„Was meinst du damit?“, fragte Aegis verwirrt.
„Ihr seid im selben Reich und könnt nicht mal den Ärmel eures Vaters anfassen. Findet ihr das nicht komisch?“
Lex‘ Augen leuchteten, als er sich an ein paar Romane erinnerte. Gute Geschichten basieren auf der Wahrheit, also durfte nichts, was er sagte, zu weit davon abweichen.
„Ist das nicht normal? Er ist der alte Paps, der Gründer der Hum-Nation. Wie hätte er so viel erreichen können, wenn er normal wäre?“
„Das ist etwas anderes“, sagte Lex und schüttelte den Kopf. „Du hast sicher schon gemerkt, dass nicht jeder so talentiert ist wie du. Nicht jeder kann sich so leicht weiterentwickeln wie du und nicht jeder erreicht Dinge so schnell wie du.“
„Natürlich verstehe ich das“, antwortete Aegis. „Wenn alle so talentiert wären wie ich, müsste mein Vater mich nicht davon abhalten, die Kraven zu töten. Weil sie nicht so talentiert sind wie ich, sind wir in dieser Situation.“
„Nun, da du weißt, dass nicht alle so talentiert sind wie du, glaubst du wirklich, dass der einzige Grund, warum dein Vater stärker ist als du, darin liegt, dass er talentierter ist als du?“
Bevor Aegis überhaupt antworten konnte, fuhr Lex fort.

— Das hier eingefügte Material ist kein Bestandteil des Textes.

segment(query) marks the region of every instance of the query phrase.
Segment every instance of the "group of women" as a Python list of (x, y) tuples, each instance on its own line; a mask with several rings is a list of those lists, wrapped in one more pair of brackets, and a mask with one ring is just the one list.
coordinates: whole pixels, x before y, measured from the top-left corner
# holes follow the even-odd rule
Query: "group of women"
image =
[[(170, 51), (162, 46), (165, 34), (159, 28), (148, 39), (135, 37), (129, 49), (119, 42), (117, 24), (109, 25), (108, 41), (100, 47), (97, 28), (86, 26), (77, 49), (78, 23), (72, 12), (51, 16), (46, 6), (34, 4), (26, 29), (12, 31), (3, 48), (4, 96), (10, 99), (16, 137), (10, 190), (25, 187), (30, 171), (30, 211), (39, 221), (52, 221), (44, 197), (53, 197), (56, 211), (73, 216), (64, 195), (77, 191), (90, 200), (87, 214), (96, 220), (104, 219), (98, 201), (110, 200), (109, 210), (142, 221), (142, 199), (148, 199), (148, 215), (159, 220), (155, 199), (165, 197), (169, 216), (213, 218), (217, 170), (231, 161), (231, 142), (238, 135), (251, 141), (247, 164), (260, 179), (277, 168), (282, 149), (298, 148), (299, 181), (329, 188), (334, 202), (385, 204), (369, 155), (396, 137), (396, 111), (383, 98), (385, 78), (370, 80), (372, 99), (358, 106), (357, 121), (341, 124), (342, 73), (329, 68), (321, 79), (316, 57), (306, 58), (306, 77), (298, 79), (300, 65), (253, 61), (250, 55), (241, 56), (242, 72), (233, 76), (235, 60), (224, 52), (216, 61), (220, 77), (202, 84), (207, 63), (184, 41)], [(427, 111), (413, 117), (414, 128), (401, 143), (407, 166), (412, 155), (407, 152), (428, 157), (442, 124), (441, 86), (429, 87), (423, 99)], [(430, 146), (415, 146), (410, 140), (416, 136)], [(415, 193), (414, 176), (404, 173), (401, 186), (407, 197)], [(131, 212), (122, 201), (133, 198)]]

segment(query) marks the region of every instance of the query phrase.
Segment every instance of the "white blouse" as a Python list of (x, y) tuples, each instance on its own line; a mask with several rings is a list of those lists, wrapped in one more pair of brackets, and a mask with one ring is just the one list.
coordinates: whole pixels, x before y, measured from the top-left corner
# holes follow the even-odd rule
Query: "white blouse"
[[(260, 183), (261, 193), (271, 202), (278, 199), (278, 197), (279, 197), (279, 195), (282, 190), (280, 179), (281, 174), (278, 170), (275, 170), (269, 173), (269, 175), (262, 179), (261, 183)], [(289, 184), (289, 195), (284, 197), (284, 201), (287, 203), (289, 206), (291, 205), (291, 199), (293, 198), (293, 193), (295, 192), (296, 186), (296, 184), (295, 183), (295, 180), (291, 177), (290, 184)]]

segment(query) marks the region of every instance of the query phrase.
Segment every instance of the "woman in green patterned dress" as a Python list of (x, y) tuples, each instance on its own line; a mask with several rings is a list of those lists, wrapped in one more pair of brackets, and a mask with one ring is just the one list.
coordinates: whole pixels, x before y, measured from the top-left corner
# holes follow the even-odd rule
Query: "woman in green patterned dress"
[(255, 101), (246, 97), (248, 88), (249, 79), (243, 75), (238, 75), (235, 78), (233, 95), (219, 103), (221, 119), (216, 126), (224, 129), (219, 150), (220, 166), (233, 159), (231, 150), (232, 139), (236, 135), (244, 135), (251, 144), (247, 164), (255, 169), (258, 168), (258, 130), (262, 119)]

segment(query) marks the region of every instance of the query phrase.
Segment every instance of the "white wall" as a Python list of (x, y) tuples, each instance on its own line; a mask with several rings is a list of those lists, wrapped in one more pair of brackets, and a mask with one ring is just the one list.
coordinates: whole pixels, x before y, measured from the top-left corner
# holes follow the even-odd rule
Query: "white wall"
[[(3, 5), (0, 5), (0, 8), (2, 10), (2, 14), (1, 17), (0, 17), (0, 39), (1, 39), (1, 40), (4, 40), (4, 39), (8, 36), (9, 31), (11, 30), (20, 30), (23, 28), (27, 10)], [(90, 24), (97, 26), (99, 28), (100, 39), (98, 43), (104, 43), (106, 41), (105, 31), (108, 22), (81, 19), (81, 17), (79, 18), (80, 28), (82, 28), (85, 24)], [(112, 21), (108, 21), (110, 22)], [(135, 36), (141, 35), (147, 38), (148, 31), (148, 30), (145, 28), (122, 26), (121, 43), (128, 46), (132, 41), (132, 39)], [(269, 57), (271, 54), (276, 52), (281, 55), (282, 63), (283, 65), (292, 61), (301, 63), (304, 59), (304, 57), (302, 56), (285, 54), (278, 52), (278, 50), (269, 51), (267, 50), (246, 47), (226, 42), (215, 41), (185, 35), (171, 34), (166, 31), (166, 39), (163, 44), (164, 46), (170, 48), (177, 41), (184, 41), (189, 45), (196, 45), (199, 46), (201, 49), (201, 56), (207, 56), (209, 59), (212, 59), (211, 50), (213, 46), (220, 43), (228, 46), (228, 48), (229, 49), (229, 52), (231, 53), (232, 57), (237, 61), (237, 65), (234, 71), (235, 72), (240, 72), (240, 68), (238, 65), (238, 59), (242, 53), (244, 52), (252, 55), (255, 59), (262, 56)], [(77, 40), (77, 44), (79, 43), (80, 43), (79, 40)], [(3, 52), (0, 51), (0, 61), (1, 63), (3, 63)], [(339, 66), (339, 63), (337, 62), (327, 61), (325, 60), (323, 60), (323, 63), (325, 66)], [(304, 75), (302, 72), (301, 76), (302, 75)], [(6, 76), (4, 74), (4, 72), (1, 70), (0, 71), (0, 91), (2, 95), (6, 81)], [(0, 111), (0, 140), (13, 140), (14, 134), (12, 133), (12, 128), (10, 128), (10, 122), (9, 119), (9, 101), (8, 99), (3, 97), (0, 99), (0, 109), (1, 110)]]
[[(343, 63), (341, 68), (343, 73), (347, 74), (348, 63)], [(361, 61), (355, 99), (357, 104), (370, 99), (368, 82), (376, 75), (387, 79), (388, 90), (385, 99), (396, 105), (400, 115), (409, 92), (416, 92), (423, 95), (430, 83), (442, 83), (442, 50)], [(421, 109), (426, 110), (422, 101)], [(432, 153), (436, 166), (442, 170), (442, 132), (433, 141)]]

„Denn ich kann dir mit Bestimmtheit sagen, dass das nicht der Fall ist. Ich kann dir sogar mit Bestimmtheit sagen, dass die Beziehung zwischen Talent und Stärke bei weitem nicht so wichtig ist, wie du denkst. Sonst wäre die Menschheit dem Untergang geweiht. Schließlich können die meisten Menschen nicht einmal den wahren Weg kultivieren. Alle sind auf einen einzigen Weg festgelegt, doch das hindert sie nicht daran, das Reich der Unsterblichen zu erreichen.“
Lex hatte zwar keine Ahnung, was nötig war, um das Reich der Unsterblichen zu erreichen, aber er wusste, dass es laut seinem Professor nur sehr wenige Kultivierende des wahren Weges gab, vielleicht nur eine Handvoll, und obwohl unsterbliche Kultivierende selten waren, waren sie bei weitem nicht so selten wie das.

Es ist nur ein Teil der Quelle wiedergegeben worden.